Southampton to Midlands £70m rail route revamp complete

Rail freight
Image caption The plan is to remove up to 50,000 lorry journeys a year from the region’s roads

A £70m upgrade of the rail route between Southampton docks and the Midlands has been completed after two years of work, £10m under budget.

The route between Southampton and Nuneaton, via Reading, Didcot, Oxford and Banbury, will take up to 50,000 lorry journeys a year off roads.

It will mean trains can distribute freight more quickly and economically.

Network Rail has said much of the traffic on the A34 is caused by lorries taking goods to and from the port.

The aim is to get 40% of containers going through Southampton Port on to rail, rather than road.

During the work, Southampton tunnel was made deeper and more than 20 bridges were rebuilt. Passengers were not affected.
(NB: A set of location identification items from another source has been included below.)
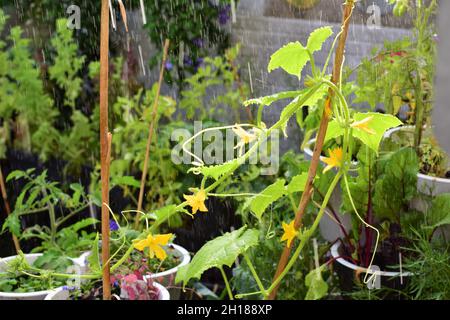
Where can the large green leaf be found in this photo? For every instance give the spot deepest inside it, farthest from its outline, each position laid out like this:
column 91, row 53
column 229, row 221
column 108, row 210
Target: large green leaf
column 440, row 211
column 317, row 38
column 380, row 123
column 397, row 184
column 222, row 251
column 217, row 171
column 268, row 100
column 265, row 198
column 296, row 104
column 292, row 58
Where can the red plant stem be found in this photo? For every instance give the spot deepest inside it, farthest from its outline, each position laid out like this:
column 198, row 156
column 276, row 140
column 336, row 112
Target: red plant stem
column 307, row 193
column 150, row 133
column 8, row 208
column 104, row 147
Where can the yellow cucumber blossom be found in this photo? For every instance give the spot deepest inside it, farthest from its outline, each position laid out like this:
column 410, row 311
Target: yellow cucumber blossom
column 335, row 159
column 289, row 232
column 245, row 137
column 364, row 125
column 154, row 245
column 197, row 201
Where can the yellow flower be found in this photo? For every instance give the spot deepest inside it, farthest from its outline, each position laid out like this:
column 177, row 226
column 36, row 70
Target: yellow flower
column 197, row 201
column 154, row 245
column 245, row 136
column 335, row 159
column 364, row 125
column 289, row 232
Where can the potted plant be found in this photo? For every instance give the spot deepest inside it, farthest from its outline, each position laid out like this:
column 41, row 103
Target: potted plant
column 60, row 243
column 303, row 4
column 366, row 127
column 380, row 197
column 404, row 72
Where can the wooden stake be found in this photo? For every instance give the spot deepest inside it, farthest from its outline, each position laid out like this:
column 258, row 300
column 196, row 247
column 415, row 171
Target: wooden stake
column 307, row 193
column 8, row 208
column 150, row 133
column 104, row 147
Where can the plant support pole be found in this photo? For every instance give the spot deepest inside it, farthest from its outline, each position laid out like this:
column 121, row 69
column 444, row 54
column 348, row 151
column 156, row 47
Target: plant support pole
column 307, row 193
column 150, row 133
column 104, row 147
column 7, row 207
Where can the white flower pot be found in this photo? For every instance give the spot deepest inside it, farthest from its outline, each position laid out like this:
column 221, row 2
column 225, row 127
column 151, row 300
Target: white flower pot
column 38, row 295
column 381, row 278
column 426, row 184
column 61, row 294
column 167, row 278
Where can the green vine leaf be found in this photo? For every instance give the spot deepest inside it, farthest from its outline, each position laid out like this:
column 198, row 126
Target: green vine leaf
column 378, row 124
column 297, row 183
column 317, row 38
column 222, row 251
column 260, row 202
column 216, row 172
column 268, row 100
column 440, row 211
column 292, row 58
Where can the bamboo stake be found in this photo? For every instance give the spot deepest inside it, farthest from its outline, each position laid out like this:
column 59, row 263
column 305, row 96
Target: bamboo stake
column 8, row 208
column 306, row 196
column 150, row 133
column 104, row 148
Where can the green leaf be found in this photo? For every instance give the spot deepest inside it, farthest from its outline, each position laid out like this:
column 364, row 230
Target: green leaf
column 292, row 58
column 216, row 172
column 318, row 288
column 222, row 251
column 297, row 183
column 12, row 223
column 380, row 123
column 396, row 184
column 272, row 193
column 82, row 224
column 295, row 105
column 268, row 100
column 126, row 181
column 94, row 257
column 334, row 130
column 317, row 38
column 440, row 211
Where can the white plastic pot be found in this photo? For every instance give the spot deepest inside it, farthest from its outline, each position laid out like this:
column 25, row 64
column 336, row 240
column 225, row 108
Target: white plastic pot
column 386, row 274
column 167, row 278
column 426, row 184
column 61, row 294
column 38, row 295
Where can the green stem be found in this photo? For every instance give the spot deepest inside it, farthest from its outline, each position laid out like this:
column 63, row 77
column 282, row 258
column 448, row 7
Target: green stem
column 307, row 234
column 255, row 275
column 227, row 284
column 52, row 216
column 70, row 215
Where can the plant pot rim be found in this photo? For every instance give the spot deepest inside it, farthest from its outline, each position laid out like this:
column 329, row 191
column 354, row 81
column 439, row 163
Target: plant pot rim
column 309, row 151
column 336, row 256
column 186, row 258
column 163, row 292
column 19, row 295
column 423, row 176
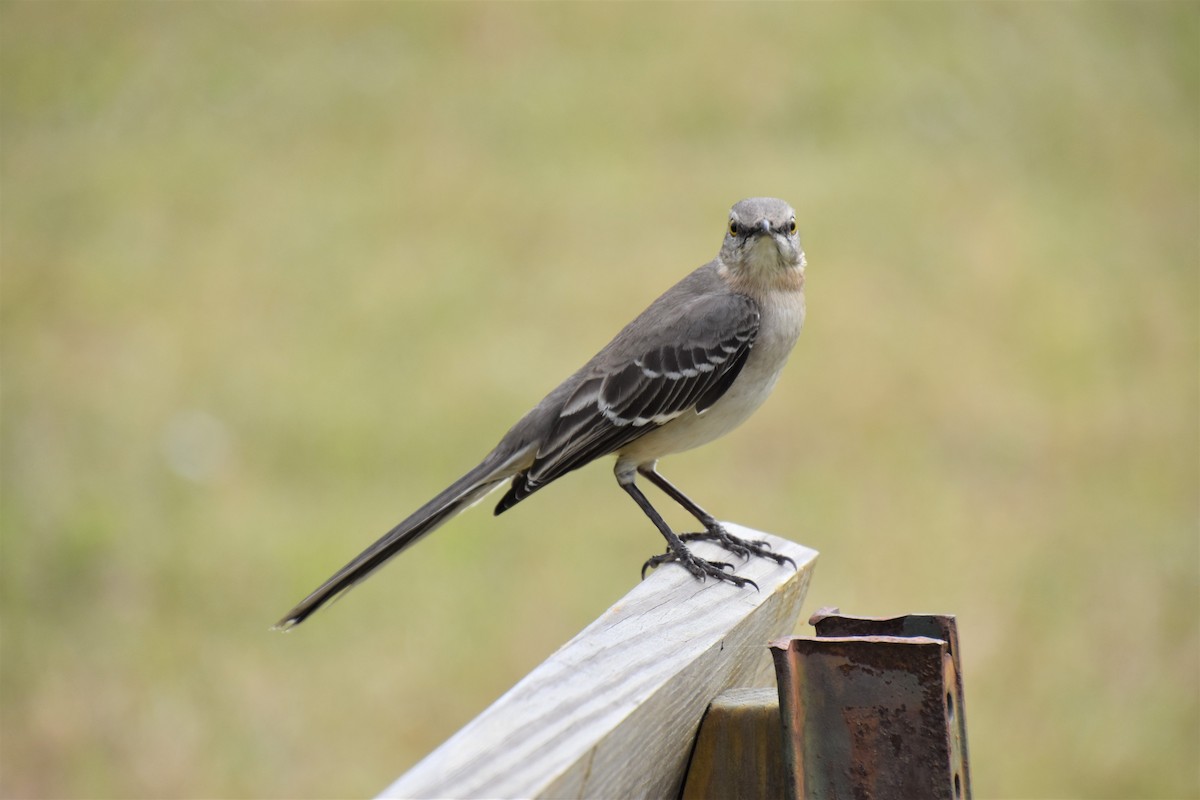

Adam Cunliffe, of Freightliner, which operates freight trains, said: "Today we'll be running two extra services.

Levy controversy

"That allows us to take up to 170 boxes, which would have otherwise gone by road, on to rail.

"That benefits not just the local community but the entire [transport] network."

But the way the owner of Southampton Port - Associated British Ports (ABP) - plans to recover its share of the cost is causing controversy.

Shipping companies have complained to the Office of Fair Trading about plans by ABP to levy a surcharge of £3 on every container for the next eight years.

From this week, the levy will also apply to road freight as well as containers going by rail.